How to use this calculator
- Choose your gender (BMR formulas differ for men and women).
- Enter your age in years.
- Enter your height (in centimeters or feet/inches).
- Enter your current weight (in kilograms or pounds).
- Optionally select your activity level for a TDEE estimate.
- Click Calculate to see your BMR and daily calorie needs.
Worked example: 35-year-old woman, 65 kg, 165 cm
BMR = (10 × 65) + (6.25 × 165) − (5 × 35) − 161 = 650 + 1,031 − 175 − 161 = 1,345 calories per day.
If she is moderately active (gym 3-5 days/week), her TDEE is 1,345 × 1.55 = approximately 2,085 calories per day to maintain weight.

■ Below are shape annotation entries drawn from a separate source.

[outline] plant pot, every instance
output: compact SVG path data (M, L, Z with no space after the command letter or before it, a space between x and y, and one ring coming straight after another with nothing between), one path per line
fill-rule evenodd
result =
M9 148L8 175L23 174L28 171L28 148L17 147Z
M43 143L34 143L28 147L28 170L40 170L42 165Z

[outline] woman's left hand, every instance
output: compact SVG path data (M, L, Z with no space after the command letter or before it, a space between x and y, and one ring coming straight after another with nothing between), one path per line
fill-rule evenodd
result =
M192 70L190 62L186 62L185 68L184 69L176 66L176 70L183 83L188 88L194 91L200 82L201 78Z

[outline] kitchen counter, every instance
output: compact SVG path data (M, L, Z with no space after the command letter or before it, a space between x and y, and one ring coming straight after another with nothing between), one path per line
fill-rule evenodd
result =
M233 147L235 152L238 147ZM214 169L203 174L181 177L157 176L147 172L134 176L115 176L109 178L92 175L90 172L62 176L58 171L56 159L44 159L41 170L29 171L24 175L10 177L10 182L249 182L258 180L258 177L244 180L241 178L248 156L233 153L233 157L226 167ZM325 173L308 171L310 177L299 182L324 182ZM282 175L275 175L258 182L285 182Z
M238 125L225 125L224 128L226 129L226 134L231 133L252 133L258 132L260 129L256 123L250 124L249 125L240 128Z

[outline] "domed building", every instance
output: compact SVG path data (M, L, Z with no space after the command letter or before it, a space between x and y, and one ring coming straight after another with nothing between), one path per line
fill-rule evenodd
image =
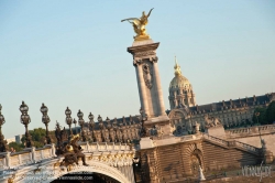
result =
M180 105L188 107L196 106L195 94L190 82L182 74L180 66L175 57L175 77L169 84L169 104L170 109L177 108Z

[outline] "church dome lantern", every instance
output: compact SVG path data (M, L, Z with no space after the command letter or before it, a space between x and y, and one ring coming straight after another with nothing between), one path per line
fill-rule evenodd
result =
M186 105L188 107L196 106L195 94L193 93L193 87L190 82L182 74L177 58L175 57L175 77L169 84L169 103L170 109L174 109L180 105Z

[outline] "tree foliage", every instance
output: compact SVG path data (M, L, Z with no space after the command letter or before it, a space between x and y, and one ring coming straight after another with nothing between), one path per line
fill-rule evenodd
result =
M257 112L258 112L258 116L256 116ZM258 123L258 125L266 125L267 121L266 121L265 114L266 114L266 109L265 108L262 108L262 107L255 108L252 121L254 123Z
M23 150L24 146L22 143L10 142L9 149L13 148L16 152Z
M266 120L268 123L275 121L275 101L272 101L266 109Z

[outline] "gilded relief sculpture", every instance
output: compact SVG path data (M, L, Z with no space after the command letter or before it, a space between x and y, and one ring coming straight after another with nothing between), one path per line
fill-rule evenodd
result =
M146 33L145 25L148 23L148 17L152 12L153 8L150 10L148 14L145 14L145 11L142 12L142 17L139 18L129 18L121 20L121 22L128 21L134 28L134 32L136 35L134 36L134 41L148 40L150 36Z

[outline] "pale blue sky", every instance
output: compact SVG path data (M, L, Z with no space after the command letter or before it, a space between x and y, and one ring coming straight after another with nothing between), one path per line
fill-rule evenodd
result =
M29 105L30 129L65 126L65 109L103 119L139 114L140 99L127 47L131 24L154 8L147 32L157 50L165 106L174 55L198 105L275 90L275 1L0 1L0 104L3 134L24 133L19 106ZM67 127L67 126L66 126Z

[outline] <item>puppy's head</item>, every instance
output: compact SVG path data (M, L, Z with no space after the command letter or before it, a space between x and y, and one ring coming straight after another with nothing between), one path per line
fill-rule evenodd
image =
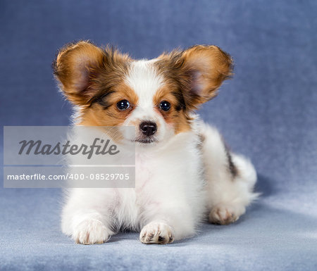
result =
M135 61L87 42L62 49L54 74L79 108L79 124L135 127L126 141L161 144L190 130L190 113L216 95L232 72L228 54L215 46L194 46Z

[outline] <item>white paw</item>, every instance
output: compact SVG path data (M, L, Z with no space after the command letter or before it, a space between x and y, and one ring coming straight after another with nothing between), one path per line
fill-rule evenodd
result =
M73 238L77 244L91 245L107 241L110 235L106 226L99 220L86 219L79 224L73 233Z
M209 222L213 224L228 225L237 221L245 213L244 206L218 205L209 213Z
M174 241L172 228L166 223L152 222L145 225L139 234L139 241L144 244L168 244Z

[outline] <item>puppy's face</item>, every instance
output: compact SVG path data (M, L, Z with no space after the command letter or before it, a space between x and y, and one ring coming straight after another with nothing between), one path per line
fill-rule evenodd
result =
M126 142L164 144L190 130L190 113L216 95L231 75L228 54L196 46L135 61L110 48L80 42L61 49L54 70L79 124L116 126ZM135 135L121 127L135 127Z

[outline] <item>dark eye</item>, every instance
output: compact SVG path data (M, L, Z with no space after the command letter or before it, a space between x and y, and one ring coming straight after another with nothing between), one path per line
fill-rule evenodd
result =
M117 107L119 110L125 110L130 107L130 103L127 100L122 100L117 103Z
M168 111L170 108L170 103L167 101L162 101L160 103L160 108L163 111Z

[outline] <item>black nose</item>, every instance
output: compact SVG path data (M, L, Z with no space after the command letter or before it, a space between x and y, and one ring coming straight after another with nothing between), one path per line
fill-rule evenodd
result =
M139 129L144 134L149 137L156 132L156 125L154 122L147 121L139 125Z

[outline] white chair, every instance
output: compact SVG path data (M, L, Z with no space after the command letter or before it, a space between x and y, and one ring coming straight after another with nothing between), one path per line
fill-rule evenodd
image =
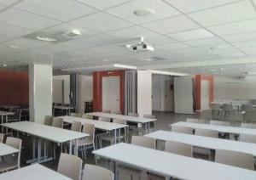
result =
M178 127L178 126L172 126L172 132L185 133L185 134L193 134L193 128L187 127Z
M84 114L84 115L82 115L82 118L92 120L92 115Z
M193 147L188 143L183 143L174 141L166 141L165 151L188 157L193 157Z
M45 115L44 124L47 126L52 125L53 117L51 115Z
M55 117L52 121L52 126L55 127L62 128L63 127L63 118Z
M93 124L84 124L83 132L89 134L89 137L78 140L78 147L80 148L83 158L86 157L86 150L92 148L95 150L95 126Z
M82 123L80 121L73 121L71 124L71 131L81 132Z
M208 129L195 129L195 135L218 138L218 132Z
M154 149L155 139L148 137L132 136L131 144L142 146L144 148ZM130 167L125 165L119 164L117 166L118 179L122 179L121 176L129 176L131 179L134 179L137 177L138 179L142 179L143 171L134 167Z
M126 121L125 121L125 120L113 119L113 122L126 125ZM126 143L127 142L126 130L125 130L125 128L124 128L124 129L121 129L120 131L121 131L120 139L124 139L125 142ZM118 134L119 134L119 132L117 132L117 137L118 137ZM109 142L110 145L112 145L112 144L113 144L114 140L115 140L115 138L114 138L114 135L113 133L103 134L103 135L99 136L100 148L102 147L102 141Z
M0 133L0 143L3 143L4 134Z
M241 123L241 127L256 129L256 124L242 122Z
M81 179L83 160L75 155L61 153L57 172L73 180Z
M225 126L230 127L230 122L229 121L210 121L211 125L218 125L218 126Z
M20 138L8 137L5 143L19 150L17 154L5 155L0 162L0 172L20 167L20 150L22 141Z
M191 119L191 118L187 118L187 122L192 122L192 123L205 123L203 120L199 120L199 119Z
M239 135L239 141L256 143L256 135L240 134Z
M215 162L254 170L253 155L231 150L216 149Z
M94 165L85 165L82 180L113 180L112 172Z

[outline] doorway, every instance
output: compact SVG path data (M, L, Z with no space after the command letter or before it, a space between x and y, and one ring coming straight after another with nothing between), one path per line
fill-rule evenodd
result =
M120 111L119 76L102 78L102 110Z

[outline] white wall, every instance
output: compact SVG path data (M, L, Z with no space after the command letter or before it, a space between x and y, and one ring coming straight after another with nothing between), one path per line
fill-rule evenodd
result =
M30 121L43 122L52 115L52 66L29 65Z
M214 77L215 102L247 103L256 99L256 76L249 76L245 81L235 77Z
M152 75L153 110L165 111L166 81L172 81L172 77L166 75Z
M152 74L137 70L137 113L152 114Z
M53 76L53 102L62 103L62 85L60 86L60 82L64 81L64 104L70 104L70 76L61 75ZM61 99L59 99L61 97Z
M79 113L84 114L84 102L92 101L93 82L92 76L79 76Z
M193 114L193 82L191 76L174 77L175 113Z

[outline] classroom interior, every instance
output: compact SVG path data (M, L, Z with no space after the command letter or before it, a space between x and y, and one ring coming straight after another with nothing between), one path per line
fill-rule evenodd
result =
M0 0L0 180L255 180L256 0Z

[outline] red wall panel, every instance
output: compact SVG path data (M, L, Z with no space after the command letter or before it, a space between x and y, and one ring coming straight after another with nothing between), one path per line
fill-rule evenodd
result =
M0 70L0 105L28 104L28 71Z
M102 111L102 78L104 76L119 76L120 78L120 111L125 112L125 71L93 72L93 111Z

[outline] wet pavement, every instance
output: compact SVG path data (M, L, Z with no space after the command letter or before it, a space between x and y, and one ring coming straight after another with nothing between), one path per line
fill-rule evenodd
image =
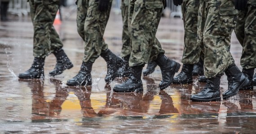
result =
M161 71L143 77L144 92L115 93L104 78L106 64L100 57L93 66L93 85L69 87L67 80L80 68L83 42L76 32L75 14L55 25L74 67L55 77L48 76L55 66L53 54L44 66L44 80L19 80L17 75L33 61L33 28L30 20L0 22L0 133L255 133L256 92L239 94L219 102L195 102L191 94L205 85L194 83L158 87ZM111 13L104 34L109 48L119 55L122 47L120 14ZM181 63L183 49L182 21L163 18L157 37L166 54ZM242 47L232 35L231 52L240 69ZM146 67L144 69L146 68ZM221 92L227 88L221 77Z

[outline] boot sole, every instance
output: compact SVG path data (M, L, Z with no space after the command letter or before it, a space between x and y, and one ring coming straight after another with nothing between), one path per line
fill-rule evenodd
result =
M238 88L239 89L240 89L241 87L242 87L244 85L246 85L248 83L249 83L249 79L247 78L246 79L245 79L245 80L244 80L244 81L243 82L242 84L241 84L241 85L240 86L239 86L239 87L238 87ZM223 100L226 100L226 99L236 95L238 93L238 92L239 92L239 89L237 90L237 92L236 92L233 93L233 94L232 94L229 96L223 96L223 95L222 95L222 97L223 98Z
M137 88L130 89L130 90L122 90L118 88L113 88L113 91L115 92L143 92L143 88Z
M177 73L179 71L180 69L180 67L181 67L181 64L177 62L176 62L177 64L176 65L176 67L175 67L175 69L174 69L174 73L172 73L172 78L171 78L171 80L168 84L167 84L165 86L163 87L159 87L160 90L163 90L165 89L166 88L168 87L172 82L172 80L173 80L173 77L174 77L174 75L175 75L175 73Z
M208 102L211 101L221 101L221 97L214 98L208 100L201 100L201 99L198 99L190 98L190 100L197 102Z

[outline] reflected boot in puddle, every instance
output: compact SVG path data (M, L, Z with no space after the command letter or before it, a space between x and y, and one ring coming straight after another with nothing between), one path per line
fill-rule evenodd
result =
M193 66L193 64L183 64L181 72L173 77L172 83L174 84L192 83L192 71Z
M158 55L155 61L160 67L162 72L162 80L159 84L159 87L160 89L163 90L171 84L175 73L178 72L181 67L181 64L170 60L163 54Z
M203 61L201 58L197 63L194 65L192 75L203 75Z
M124 60L113 54L109 49L101 54L107 63L107 74L105 80L106 83L110 83L116 77L118 69L123 63Z
M73 67L73 64L62 49L60 49L53 52L57 59L55 67L53 70L49 72L49 76L55 76L62 74L66 69L69 69Z
M132 67L132 72L129 78L124 83L117 84L113 88L116 92L142 92L143 87L141 81L141 73L144 65Z
M33 64L30 68L23 73L19 74L21 79L44 78L44 66L45 58L35 57Z
M67 80L68 86L88 86L92 85L92 67L93 63L83 62L78 74L73 78Z
M205 75L202 75L199 76L199 78L198 79L198 82L206 82L206 77Z
M122 66L119 67L116 73L116 77L128 77L130 73L130 67L129 67L130 55L123 57L124 59Z
M252 81L253 82L253 86L256 86L256 73L254 74L253 75L253 78L252 79Z
M245 69L243 68L242 72L248 78L249 83L243 86L241 89L243 90L253 90L253 82L252 79L253 77L253 73L254 72L254 68Z
M154 69L157 66L157 64L154 61L149 62L148 63L147 68L143 72L143 75L144 76L146 76L148 75L152 74L154 71Z
M203 90L198 94L192 95L190 100L202 102L221 101L220 84L221 76L221 75L217 75L215 78L207 79L206 84Z
M228 67L225 71L228 81L228 90L222 93L223 99L236 95L240 88L249 82L249 80L242 73L235 64Z

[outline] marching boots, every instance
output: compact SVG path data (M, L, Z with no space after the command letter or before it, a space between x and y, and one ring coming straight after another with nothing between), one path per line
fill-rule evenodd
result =
M192 95L190 100L199 102L221 101L220 84L221 76L221 75L217 75L215 78L207 79L203 90L198 94Z
M91 85L91 71L92 66L93 63L83 62L78 74L73 78L68 80L66 85L71 86Z
M164 89L169 86L172 81L174 74L179 71L181 64L174 60L169 59L163 54L158 55L155 62L160 67L162 72L162 80L159 84L160 89Z
M107 63L107 71L105 80L106 83L110 83L116 77L118 69L124 60L113 54L109 49L101 54Z
M129 59L130 55L123 57L122 65L120 67L116 75L116 77L128 77L130 75Z
M57 63L53 70L49 73L49 76L61 74L66 69L69 69L73 67L73 64L63 49L61 48L54 51L53 53L56 57Z
M242 73L235 64L228 67L225 71L228 81L228 90L222 93L223 99L227 99L237 94L239 89L249 83L249 80Z
M39 79L44 78L44 65L45 58L35 57L33 64L30 68L23 73L19 74L21 79Z
M252 81L252 79L254 72L254 68L250 68L248 69L243 68L242 72L248 78L249 83L247 85L243 86L241 88L241 89L253 90L253 82Z
M183 64L181 71L177 76L173 77L172 83L175 84L192 83L192 71L193 66L193 64Z
M142 92L143 87L141 81L141 73L144 65L132 67L129 78L124 83L115 85L113 90L115 92Z
M197 63L194 65L192 75L203 75L203 61L201 58L199 58Z
M149 62L148 63L147 68L143 71L143 75L146 76L148 75L151 74L154 71L154 68L157 66L157 64L154 61Z

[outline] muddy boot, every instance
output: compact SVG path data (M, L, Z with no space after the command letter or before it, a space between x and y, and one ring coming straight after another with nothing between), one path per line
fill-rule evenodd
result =
M206 77L205 75L202 75L199 76L199 78L198 78L198 81L200 82L206 82Z
M159 54L155 61L160 67L162 72L162 80L159 84L160 89L164 89L169 86L173 79L176 72L178 72L181 64L175 61L169 59L164 54Z
M73 67L73 66L71 61L62 49L57 50L53 53L56 57L57 63L53 70L49 72L49 76L55 76L61 74L66 69L69 69Z
M236 95L240 88L249 83L249 80L242 73L235 64L230 65L225 74L228 81L228 90L222 93L223 99L227 99Z
M91 85L91 71L92 66L93 63L83 62L78 74L73 78L68 80L66 85L71 86Z
M109 49L101 54L107 63L107 71L105 80L106 83L110 83L116 77L116 73L124 60L113 54Z
M143 87L141 81L141 73L144 65L132 67L129 78L124 83L115 85L113 90L115 92L142 92Z
M143 71L143 75L146 76L151 74L154 71L154 68L157 66L157 64L154 61L152 61L148 63L147 68Z
M253 82L253 86L256 86L256 73L253 75L253 78L252 78L252 81Z
M21 79L39 79L44 78L44 65L45 58L35 57L33 64L30 68L23 73L19 74Z
M177 76L173 77L172 83L175 84L192 83L192 71L193 66L193 64L183 64L181 71Z
M207 79L203 90L198 94L192 95L190 100L199 102L221 101L220 84L221 76L221 75L217 75L215 78Z
M253 77L253 73L254 72L254 68L250 69L244 69L243 68L242 72L248 78L249 80L249 83L243 86L241 89L243 90L253 90L253 82L252 79Z
M203 75L203 61L200 58L199 62L194 65L192 75Z
M129 59L130 55L123 57L123 62L120 67L116 75L116 77L128 77L130 75L129 67Z

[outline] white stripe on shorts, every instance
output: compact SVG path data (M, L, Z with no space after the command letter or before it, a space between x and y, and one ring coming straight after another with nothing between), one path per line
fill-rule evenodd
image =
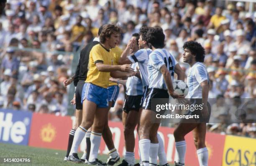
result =
M150 98L151 97L151 95L152 94L152 93L153 93L153 90L154 90L154 89L152 88L151 89L150 93L149 93L149 94L148 96L148 98L147 99L146 105L145 107L145 108L147 107L148 105L148 103L149 103L149 100L150 100Z

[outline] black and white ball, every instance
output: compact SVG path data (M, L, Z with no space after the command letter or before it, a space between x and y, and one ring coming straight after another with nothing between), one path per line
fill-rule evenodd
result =
M172 83L174 93L179 95L187 96L188 93L189 88L187 85L182 80L177 80Z

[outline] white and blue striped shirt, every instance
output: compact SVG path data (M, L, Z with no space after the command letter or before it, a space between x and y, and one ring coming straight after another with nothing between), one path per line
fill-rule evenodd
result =
M209 75L205 66L202 63L195 63L189 69L187 74L189 92L186 97L202 98L202 89L200 84L206 80L209 82Z
M141 72L141 77L143 87L148 86L148 75L147 66L148 56L152 52L152 50L149 48L141 49L134 54L127 57L133 63L138 62Z
M171 74L172 80L174 77L174 67L177 63L174 57L166 50L156 49L149 55L148 71L149 88L167 90L167 86L160 68L165 65Z
M133 63L131 68L136 69L138 63ZM126 81L126 94L129 96L137 96L143 94L143 88L141 80L136 76L128 77Z

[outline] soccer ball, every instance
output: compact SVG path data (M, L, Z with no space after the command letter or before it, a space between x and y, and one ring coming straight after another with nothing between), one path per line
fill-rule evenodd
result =
M189 88L187 85L182 80L177 80L172 83L174 93L179 95L187 96L188 93Z

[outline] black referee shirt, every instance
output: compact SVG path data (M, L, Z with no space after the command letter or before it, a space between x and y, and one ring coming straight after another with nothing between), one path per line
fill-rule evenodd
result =
M93 46L99 43L100 43L99 42L94 41L87 45L81 51L80 59L77 67L74 79L74 84L75 87L77 86L79 80L85 81L86 79L90 52Z

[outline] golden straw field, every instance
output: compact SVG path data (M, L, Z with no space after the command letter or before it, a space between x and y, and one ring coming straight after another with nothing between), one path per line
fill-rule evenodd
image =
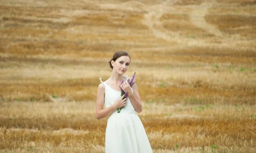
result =
M0 0L0 153L104 153L118 50L154 153L256 152L256 1Z

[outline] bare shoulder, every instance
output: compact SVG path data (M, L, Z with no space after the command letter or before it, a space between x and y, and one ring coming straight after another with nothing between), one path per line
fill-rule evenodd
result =
M101 91L105 91L105 85L103 83L101 83L99 85L98 87L98 89Z

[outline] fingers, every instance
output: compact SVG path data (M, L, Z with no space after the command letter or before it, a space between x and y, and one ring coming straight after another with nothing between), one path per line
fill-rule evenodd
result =
M124 99L122 100L122 101L124 102L124 101L126 101L126 100L127 100L127 97L125 97L125 98L124 98Z

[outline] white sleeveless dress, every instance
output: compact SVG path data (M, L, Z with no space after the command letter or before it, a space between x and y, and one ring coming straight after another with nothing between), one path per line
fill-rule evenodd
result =
M126 76L126 80L128 77ZM108 108L121 98L121 91L116 90L105 82L105 106ZM132 88L132 92L133 90ZM135 113L129 97L120 113L115 110L108 119L105 141L106 153L153 153L144 127Z

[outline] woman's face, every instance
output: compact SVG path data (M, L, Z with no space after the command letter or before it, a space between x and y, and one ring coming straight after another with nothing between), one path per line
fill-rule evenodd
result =
M111 63L113 66L113 69L119 75L125 74L129 68L130 61L130 58L127 56L121 56L114 62L112 60Z

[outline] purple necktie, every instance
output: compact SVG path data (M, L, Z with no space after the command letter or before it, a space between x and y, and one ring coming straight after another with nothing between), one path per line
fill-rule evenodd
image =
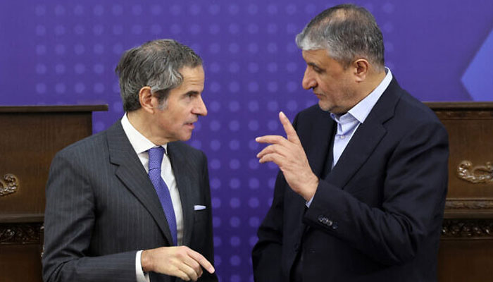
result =
M173 243L176 245L176 219L175 218L175 210L171 202L170 190L168 189L166 183L161 177L161 164L164 156L164 148L159 146L149 149L149 178L152 182L152 185L156 188L159 201L161 202L164 214L168 220L168 226L171 232Z

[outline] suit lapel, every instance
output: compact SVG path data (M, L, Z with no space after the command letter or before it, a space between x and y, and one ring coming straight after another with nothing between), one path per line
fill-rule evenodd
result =
M387 134L383 123L394 116L395 106L400 97L398 94L399 90L400 87L397 82L392 79L365 122L356 129L337 164L325 179L327 181L344 188L371 155L382 138Z
M183 212L183 242L182 245L189 245L194 227L194 203L192 199L194 191L192 182L193 168L185 161L185 154L174 142L168 144L168 154L173 168L176 185L180 193L180 200Z
M171 245L171 233L159 198L120 121L108 130L107 140L110 162L118 166L115 174L149 211Z

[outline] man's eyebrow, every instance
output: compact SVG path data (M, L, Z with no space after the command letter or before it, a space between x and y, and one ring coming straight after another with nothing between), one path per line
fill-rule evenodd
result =
M184 95L196 95L196 94L199 94L199 93L200 93L200 92L199 92L198 91L192 90L192 91L189 91L189 92L186 92L186 93L184 93L183 94L184 94Z
M315 63L310 62L310 63L306 63L306 64L308 65L308 66L311 66L311 67L317 68L318 68L318 69L320 69L320 70L324 70L324 68L320 68L320 66L318 66L316 63Z

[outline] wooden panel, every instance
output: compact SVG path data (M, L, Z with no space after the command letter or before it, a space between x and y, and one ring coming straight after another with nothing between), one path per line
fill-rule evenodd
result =
M493 277L493 103L427 103L449 133L449 191L438 278Z
M39 245L0 245L1 282L41 282Z
M493 279L493 240L442 240L438 280L484 282Z
M107 106L0 106L0 281L39 282L44 188L55 154Z
M0 174L13 174L18 180L15 192L0 198L0 214L43 213L53 157L91 135L91 118L87 113L0 113L6 133L0 146Z

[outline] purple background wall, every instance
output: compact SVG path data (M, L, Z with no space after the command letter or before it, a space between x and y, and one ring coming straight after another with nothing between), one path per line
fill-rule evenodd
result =
M425 101L493 101L493 1L354 1L385 40L386 64ZM4 1L0 104L108 104L94 130L123 114L114 68L123 51L174 38L204 59L209 114L190 144L209 159L216 266L222 281L252 281L250 251L272 200L276 167L256 136L282 133L316 102L301 80L294 36L332 1Z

To lose about 1 pound per week, she would target around 1,585 calories per day (500 below TDEE). To gain muscle, she could target 2,385 calories per day with strength training.
Frequently asked questions
Is BMR the same as resting metabolic rate (RMR)?
They are very close but slightly different. BMR is measured in strict lab conditions (12 hours fasted, complete rest). RMR is measured under more practical conditions and is typically 5-10% higher. Most online calculators give an RMR-equivalent value.
Can I increase my BMR?
Yes. Strength training builds muscle, which raises BMR (each pound of muscle burns about 6 calories at rest versus 2 for fat). Eating enough protein supports muscle. Avoiding extreme calorie restriction prevents metabolic slowdown.
Why is my BMR different from someone the same weight?
Body composition matters. Two people at the same weight can have very different BMRs based on their muscle-to-fat ratio. Age, gender, and height also play roles.
Should I eat less than my BMR to lose weight?
Generally no. Eating below BMR is hard to sustain, can slow metabolism further, and may cause muscle loss. Aim for a moderate deficit from TDEE (300-500 calories below maintenance) for steady, sustainable loss.